Gradient Descent Methods

This tour explores the use of gradient descent method for unconstrained and constrained optimization of a smooth function

Contents

Installing toolboxes and setting up the path.

You need to download the following files: signal toolbox and general toolbox.

You need to unzip these toolboxes in your working directory, so that you have toolbox_signal and toolbox_general in your directory.

For Scilab user: you must replace the Matlab comment '%' by its Scilab counterpart '//'.

Recommandation: You should create a text file named for instance numericaltour.sce (in Scilab) or numericaltour.m (in Matlab) to write all the Scilab/Matlab command you want to execute. Then, simply run exec('numericaltour.sce'); (in Scilab) or numericaltour; (in Matlab) to run the commands.
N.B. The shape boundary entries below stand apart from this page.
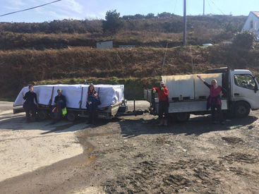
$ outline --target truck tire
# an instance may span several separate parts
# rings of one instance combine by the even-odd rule
[[[250,113],[250,106],[246,102],[237,102],[234,104],[234,113],[236,118],[246,117]]]
[[[179,122],[186,122],[190,119],[190,114],[188,112],[179,112],[175,115],[176,121]]]
[[[48,113],[45,110],[40,110],[38,111],[38,117],[40,121],[44,121],[48,117]]]
[[[66,115],[66,119],[69,121],[75,121],[77,117],[77,114],[73,111],[68,111]]]

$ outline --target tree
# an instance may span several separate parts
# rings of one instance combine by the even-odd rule
[[[250,49],[256,40],[256,35],[251,31],[242,31],[234,35],[233,45]]]
[[[123,22],[119,16],[120,13],[117,13],[116,9],[106,13],[105,20],[102,21],[104,32],[114,33],[123,27]]]
[[[150,13],[147,16],[145,16],[145,18],[147,19],[148,19],[148,18],[155,18],[155,14],[154,13]]]

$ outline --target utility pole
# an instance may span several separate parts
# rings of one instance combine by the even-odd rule
[[[183,46],[186,46],[186,0],[183,0]]]
[[[205,15],[205,0],[203,0],[203,16]]]

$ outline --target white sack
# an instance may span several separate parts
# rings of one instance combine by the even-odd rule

Execute this line only if you are using Matlab.

getd = @(p)path(p,path); % scilab users must *not* execute this

Then you can add the toolboxes to the path.

getd('toolbox_signal/');
getd('toolbox_general/');

Gradient Descent for Unconstrained Problems

We consider the problem of finding a minimum of a function \(f\), hence solving \[ \umin{x \in \RR^d} f(x) \] where \(f : \RR^d \rightarrow \RR\) is a smooth function.

Note that the minimum is not necessarily unique. In the general case, \(f\) might exhibit local minima, in which case the proposed algorithms is not expected to find a global minimizer of the problem. In this tour, we restrict our attention to convex function, so that the methods will converge to a global minimizer.

The simplest method is the gradient descent, that computes \[ x^{(k+1)} = x^{(k)} - \tau_k \nabla f(x^{(k)}), \] where \(\tau_k>0\) is a step size, and \(\nabla f(x) \in \RR^d\) is the gradient of \(f\) at the point \(x\), and \(x^{(0)} \in \RR^d\) is any initial point.

In the convex case, if \(f\) is of class \(C^2\), in order to ensure convergence, the step size should satisfy \[ 0 < \tau_k < \frac{2}{ \sup_x \norm{Hf(x)} } \] where \(Hf(x) \in \RR^{d \times d}\) is the Hessian of \(f\) at \(x\) and \( \norm{\cdot} \) is the spectral operator norm (largest eigenvalue).

Gradient Descent in 2-D

We consider a simple problem, corresponding to the minimization of a 2-D quadratic form \[ f(x) = \frac{1}{2} \pa{ x_1^2 + \eta x_2^2, } \] where \( \eta>0 \) controls the anisotropy, and hence the difficulty, of the problem.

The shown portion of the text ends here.